A rampant United States swept past Japan to their seventh straight women’s basketball crown Sunday, with Sue Bird and Diana Taurasi collecting their fifth Olympic gold medals to cap remarkable careers.
Brittney Griner scored a game-high 30 points with five rebounds and two assists as the hosts were overpowered 90-75 by a team that stretched their Olympic win streak to 55 games dating back to their last defeat in the 1992 semis.
They went to half-time with a 50-39 lead and there was no stopping them, with a valiant Japan settling for second place and a best-ever Olympic finish.
Beating the Americans in Saitama was always going to be a huge ask, with the USA one of the most dominant teams in Olympic sporting history.
They had won eight out of the past nine Olympic titles heading into the final.
Their only blemishes in the history of the tournament were a silver behind the Soviet Union at the inaugural event in 1976 and bronze in 1992.
Bird, 40, and Taurasi, 39, both scored early buckets as the US raced to a 13-point lead against a nervous Japan, closing out the first quarter with a 23-14 advantage and Griner already into double digits.
Japan stabilised and began making some shots but they again struggled with Griner’s 6ft 7ins (2.01 metres) height in the paint as the US picked her out repeatedly and she went 9-of-10 from the floor.
They took a 50-39 lead into the second half and built it into a 75-56 edge heading into the final stretch, with A’ja Wilson contributing 19 points and five assists for the game.

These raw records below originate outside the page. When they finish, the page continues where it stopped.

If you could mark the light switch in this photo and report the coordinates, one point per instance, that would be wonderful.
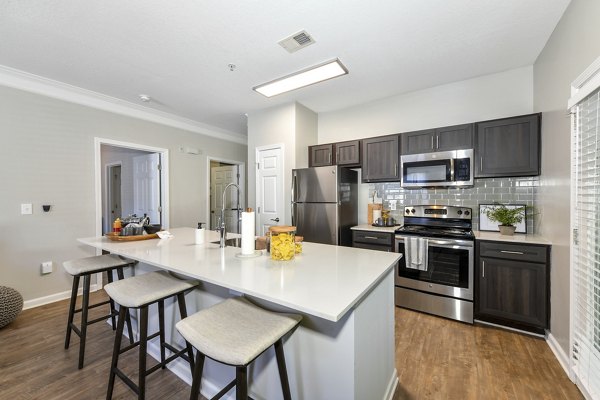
(26, 208)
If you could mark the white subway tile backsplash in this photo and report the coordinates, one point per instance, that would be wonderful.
(485, 191)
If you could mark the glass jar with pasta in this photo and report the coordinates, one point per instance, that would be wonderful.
(283, 245)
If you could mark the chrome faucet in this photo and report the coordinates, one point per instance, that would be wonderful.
(221, 221)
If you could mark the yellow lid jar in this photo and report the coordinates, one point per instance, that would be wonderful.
(283, 246)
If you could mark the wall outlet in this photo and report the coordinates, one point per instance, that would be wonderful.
(26, 209)
(47, 267)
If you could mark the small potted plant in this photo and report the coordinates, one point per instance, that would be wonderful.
(506, 217)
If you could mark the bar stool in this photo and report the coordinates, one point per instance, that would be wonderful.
(140, 292)
(86, 267)
(235, 332)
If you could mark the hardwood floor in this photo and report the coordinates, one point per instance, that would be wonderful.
(436, 359)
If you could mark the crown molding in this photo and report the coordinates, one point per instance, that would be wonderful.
(63, 91)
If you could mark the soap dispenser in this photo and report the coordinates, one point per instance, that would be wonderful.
(200, 233)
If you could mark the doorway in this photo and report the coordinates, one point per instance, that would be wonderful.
(130, 179)
(221, 173)
(113, 195)
(269, 187)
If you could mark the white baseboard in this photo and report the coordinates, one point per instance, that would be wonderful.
(40, 301)
(560, 355)
(391, 389)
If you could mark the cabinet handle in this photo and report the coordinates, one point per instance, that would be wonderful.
(511, 252)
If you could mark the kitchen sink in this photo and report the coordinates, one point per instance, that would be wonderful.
(233, 242)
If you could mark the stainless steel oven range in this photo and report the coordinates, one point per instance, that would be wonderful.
(436, 273)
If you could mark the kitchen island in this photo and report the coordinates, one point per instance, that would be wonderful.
(344, 347)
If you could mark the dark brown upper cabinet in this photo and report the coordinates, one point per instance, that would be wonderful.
(380, 159)
(441, 139)
(508, 147)
(347, 153)
(320, 155)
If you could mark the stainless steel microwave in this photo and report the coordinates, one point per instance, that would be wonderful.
(446, 168)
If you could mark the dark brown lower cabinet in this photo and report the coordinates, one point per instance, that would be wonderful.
(513, 286)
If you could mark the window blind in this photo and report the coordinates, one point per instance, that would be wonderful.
(586, 247)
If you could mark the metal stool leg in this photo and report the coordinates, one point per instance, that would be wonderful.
(84, 310)
(241, 383)
(72, 310)
(116, 350)
(143, 328)
(183, 314)
(161, 330)
(112, 302)
(128, 315)
(197, 376)
(285, 384)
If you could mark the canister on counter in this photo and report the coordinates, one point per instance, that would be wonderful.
(283, 245)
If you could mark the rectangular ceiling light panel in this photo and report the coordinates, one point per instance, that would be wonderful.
(312, 75)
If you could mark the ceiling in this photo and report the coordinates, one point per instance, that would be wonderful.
(178, 52)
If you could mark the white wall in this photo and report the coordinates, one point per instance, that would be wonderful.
(499, 95)
(292, 125)
(47, 152)
(573, 46)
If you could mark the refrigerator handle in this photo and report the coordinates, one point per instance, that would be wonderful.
(293, 198)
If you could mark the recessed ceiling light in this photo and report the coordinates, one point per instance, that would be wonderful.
(309, 76)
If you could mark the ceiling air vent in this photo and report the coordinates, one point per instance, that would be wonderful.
(297, 41)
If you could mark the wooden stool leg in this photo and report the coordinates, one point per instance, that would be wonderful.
(241, 383)
(84, 310)
(197, 376)
(285, 385)
(72, 309)
(112, 302)
(183, 314)
(161, 330)
(143, 329)
(116, 349)
(128, 315)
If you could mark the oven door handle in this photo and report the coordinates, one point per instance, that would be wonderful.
(438, 242)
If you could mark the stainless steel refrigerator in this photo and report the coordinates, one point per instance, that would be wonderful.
(325, 204)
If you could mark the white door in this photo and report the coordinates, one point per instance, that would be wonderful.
(269, 188)
(219, 178)
(146, 186)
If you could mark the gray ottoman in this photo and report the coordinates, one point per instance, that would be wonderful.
(11, 304)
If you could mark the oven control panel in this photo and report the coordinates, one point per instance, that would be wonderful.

Japan were led by Maki Takada with 17 points, but the US successfully restricted the dangerous Rui Machida to just six assists, after she made an incredible 18 in the semi-finals to set a new Olympic women’s game record.

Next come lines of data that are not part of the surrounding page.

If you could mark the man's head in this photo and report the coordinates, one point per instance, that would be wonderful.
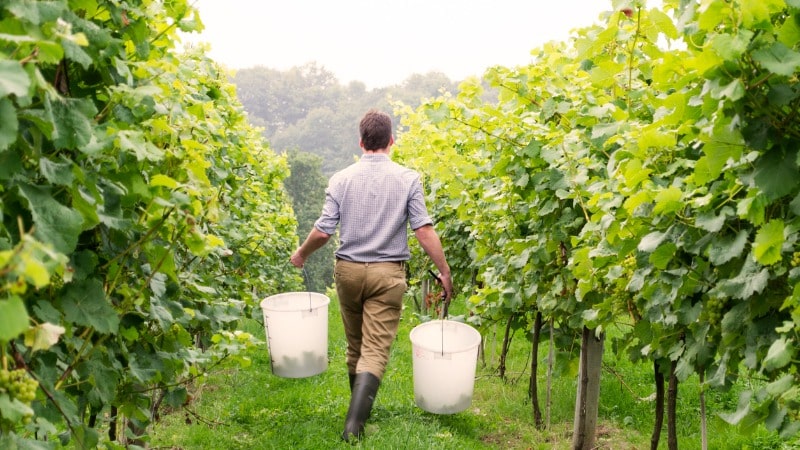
(375, 130)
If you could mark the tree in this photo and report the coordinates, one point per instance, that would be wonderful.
(306, 186)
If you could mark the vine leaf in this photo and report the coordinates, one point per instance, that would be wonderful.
(776, 174)
(13, 319)
(13, 79)
(55, 223)
(769, 239)
(71, 117)
(779, 355)
(9, 125)
(723, 248)
(85, 304)
(778, 59)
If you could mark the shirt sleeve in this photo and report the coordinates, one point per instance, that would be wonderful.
(417, 211)
(329, 219)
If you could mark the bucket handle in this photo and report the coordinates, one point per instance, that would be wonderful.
(444, 301)
(305, 281)
(444, 295)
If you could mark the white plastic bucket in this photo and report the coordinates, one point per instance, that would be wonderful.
(444, 362)
(296, 324)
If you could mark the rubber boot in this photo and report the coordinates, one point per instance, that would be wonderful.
(365, 388)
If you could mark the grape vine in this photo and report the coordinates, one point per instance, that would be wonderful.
(142, 218)
(658, 152)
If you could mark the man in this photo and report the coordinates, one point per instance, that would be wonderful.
(373, 201)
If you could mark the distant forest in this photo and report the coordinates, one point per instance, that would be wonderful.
(306, 113)
(306, 108)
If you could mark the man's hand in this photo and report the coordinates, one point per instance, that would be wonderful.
(297, 259)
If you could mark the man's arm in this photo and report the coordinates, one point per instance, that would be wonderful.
(430, 242)
(313, 242)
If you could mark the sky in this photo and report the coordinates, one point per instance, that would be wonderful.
(381, 43)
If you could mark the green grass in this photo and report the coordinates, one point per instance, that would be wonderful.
(251, 408)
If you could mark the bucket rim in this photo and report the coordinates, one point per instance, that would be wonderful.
(432, 348)
(318, 299)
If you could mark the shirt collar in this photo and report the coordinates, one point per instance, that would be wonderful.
(375, 157)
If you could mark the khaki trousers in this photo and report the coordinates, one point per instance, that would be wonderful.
(370, 299)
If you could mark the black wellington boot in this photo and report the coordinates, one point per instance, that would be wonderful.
(365, 388)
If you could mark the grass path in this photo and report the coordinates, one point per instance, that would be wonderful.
(250, 408)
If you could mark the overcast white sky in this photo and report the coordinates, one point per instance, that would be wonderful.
(383, 42)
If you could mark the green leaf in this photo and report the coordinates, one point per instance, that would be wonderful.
(651, 241)
(136, 143)
(778, 59)
(746, 283)
(776, 173)
(779, 355)
(85, 303)
(668, 200)
(13, 318)
(723, 146)
(55, 223)
(725, 248)
(13, 409)
(73, 119)
(9, 125)
(661, 257)
(43, 336)
(56, 172)
(710, 222)
(731, 46)
(768, 242)
(13, 79)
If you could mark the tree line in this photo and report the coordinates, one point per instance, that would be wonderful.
(309, 115)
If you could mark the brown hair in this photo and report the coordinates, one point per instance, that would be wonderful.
(375, 130)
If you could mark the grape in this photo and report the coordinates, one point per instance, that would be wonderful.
(17, 385)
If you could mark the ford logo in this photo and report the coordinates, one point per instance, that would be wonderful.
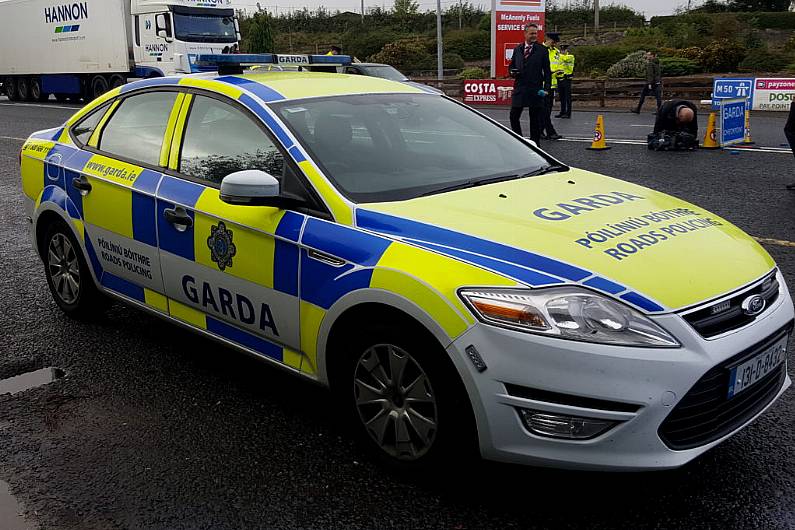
(753, 305)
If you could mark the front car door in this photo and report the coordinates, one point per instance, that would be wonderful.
(231, 270)
(112, 184)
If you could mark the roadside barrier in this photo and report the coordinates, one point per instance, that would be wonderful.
(599, 142)
(711, 137)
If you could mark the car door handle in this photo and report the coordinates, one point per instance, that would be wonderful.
(81, 184)
(179, 218)
(325, 258)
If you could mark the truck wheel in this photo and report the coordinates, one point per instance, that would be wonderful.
(10, 86)
(68, 277)
(99, 85)
(407, 403)
(23, 88)
(117, 80)
(35, 90)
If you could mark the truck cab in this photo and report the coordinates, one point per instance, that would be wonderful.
(167, 35)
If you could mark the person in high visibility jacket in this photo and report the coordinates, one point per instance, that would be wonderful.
(551, 42)
(565, 83)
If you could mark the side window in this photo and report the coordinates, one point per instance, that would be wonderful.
(220, 139)
(83, 129)
(137, 128)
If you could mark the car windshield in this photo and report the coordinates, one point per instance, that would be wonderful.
(384, 72)
(388, 147)
(204, 28)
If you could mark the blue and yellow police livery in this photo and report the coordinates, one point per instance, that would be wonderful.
(455, 286)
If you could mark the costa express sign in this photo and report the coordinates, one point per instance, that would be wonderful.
(508, 19)
(488, 91)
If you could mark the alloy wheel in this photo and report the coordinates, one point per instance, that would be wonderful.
(64, 269)
(395, 401)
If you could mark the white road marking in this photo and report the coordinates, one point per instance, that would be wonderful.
(36, 105)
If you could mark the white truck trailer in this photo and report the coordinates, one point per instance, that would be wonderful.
(75, 49)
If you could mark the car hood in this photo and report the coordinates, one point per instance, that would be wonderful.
(655, 251)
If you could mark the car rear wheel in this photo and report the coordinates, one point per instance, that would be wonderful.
(36, 92)
(99, 85)
(23, 88)
(10, 87)
(406, 401)
(68, 277)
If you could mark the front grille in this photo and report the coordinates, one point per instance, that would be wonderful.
(568, 399)
(706, 414)
(726, 315)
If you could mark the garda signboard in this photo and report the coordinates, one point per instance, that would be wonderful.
(774, 94)
(488, 91)
(508, 18)
(729, 88)
(732, 121)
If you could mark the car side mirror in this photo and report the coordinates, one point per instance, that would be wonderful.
(253, 187)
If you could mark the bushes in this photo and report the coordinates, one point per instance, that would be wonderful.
(677, 66)
(472, 45)
(761, 60)
(633, 65)
(722, 56)
(474, 73)
(406, 54)
(595, 60)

The Americans’ seventh title equalled the longest ever streak by a team in any Olympic sport—matching the feat of the US men’s basketball team between 1936 and 1968.
Bird, who has won four WNBA titles with the Seattle Storm, and Taurasi, who has led the Phoenix Mercury to three WNBA championships, have been front and centre during the past five.
The pair won their first gold at Athens in 2004 as two of the youngest players on a team that also featured Dawn Staley, who claimed three gold as a player and is now the national coach.